Sometimes I still cry at night when I think about home, but I accept that this is my home now. I understand why you sent me here, and I promise I won’t let you down. I have not considered what I am to do yet. I love and appreciate Harriett for allowing me to live here, but I know I cannot stay here forever. But, I’m glad she’s not rushing me because I think I would be afraid to be on my own right now. I’ve learned so much about this culture, but I don’t know how everything works yet.

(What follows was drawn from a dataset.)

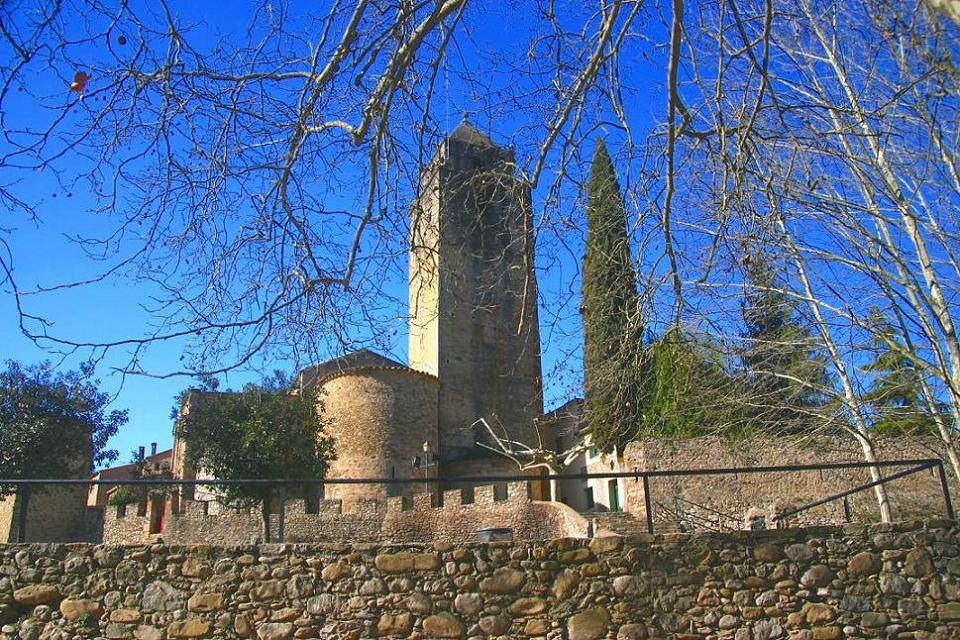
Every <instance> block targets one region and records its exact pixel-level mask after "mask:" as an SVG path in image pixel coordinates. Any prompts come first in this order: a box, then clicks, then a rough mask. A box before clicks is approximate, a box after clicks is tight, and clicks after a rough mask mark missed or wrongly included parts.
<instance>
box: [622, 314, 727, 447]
mask: <svg viewBox="0 0 960 640" xmlns="http://www.w3.org/2000/svg"><path fill="white" fill-rule="evenodd" d="M647 362H648V373H649V376H648V392H647V394H646V396H645V402H644V405H643V416H642V420H641V426H640V433H641V434H642V435H644V436H655V437H672V438H688V437H695V436H701V435H708V434H725V435H732V434H739V433H740V432H742V431H743V430H744V428H745V427H746V425H745V423H744V419H743V418H744V416H743V411H742V406H741V405H740V404H739V398H740V397H741V394H740V393H739V390H738V389H737V386H736V380H735V379H734V378H733V377H732V376H731V375H730V374H729V373H728V372H727V371H726V368H725V367H724V366H723V362H724V358H723V355H722V351H721V350H720V349H719V348H718V346H717V345H715V344H713V343H712V342H711V341H710V340H709V339H708V338H707V337H705V336H701V335H695V334H693V333H690V332H688V331H685V330H684V329H683V328H680V327H676V328H673V329H671V330H670V331H668V332H667V333H665V334H664V335H663V336H662V337H660V338H659V339H657V340H656V341H654V342H653V344H651V345H650V346H649V347H648V348H647Z"/></svg>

Mamá, I miss you all the time! Hug and kiss the little ones for me please. I know it is very unlikely we will see each other again, and I know it is possible you may not be able to write back. Know that I love you so much! I appreciate what you have done for me, and if the heavens smile upon us and bless us with the opportunity to see each other again, I would run into your arms and squeeze you until you ask me to let you go…and I wouldn’t let go! I’d kiss your face and lay my head in your lap until I slept. But, if I never get to do those things, know there is a family here who love me and take good care of me. They will never love me like you do, but they love me enough. I hope you are well and the situation there is not dire. If you can, will you just let me know you are alive? That would be enough.
I love you forever and ever and ever!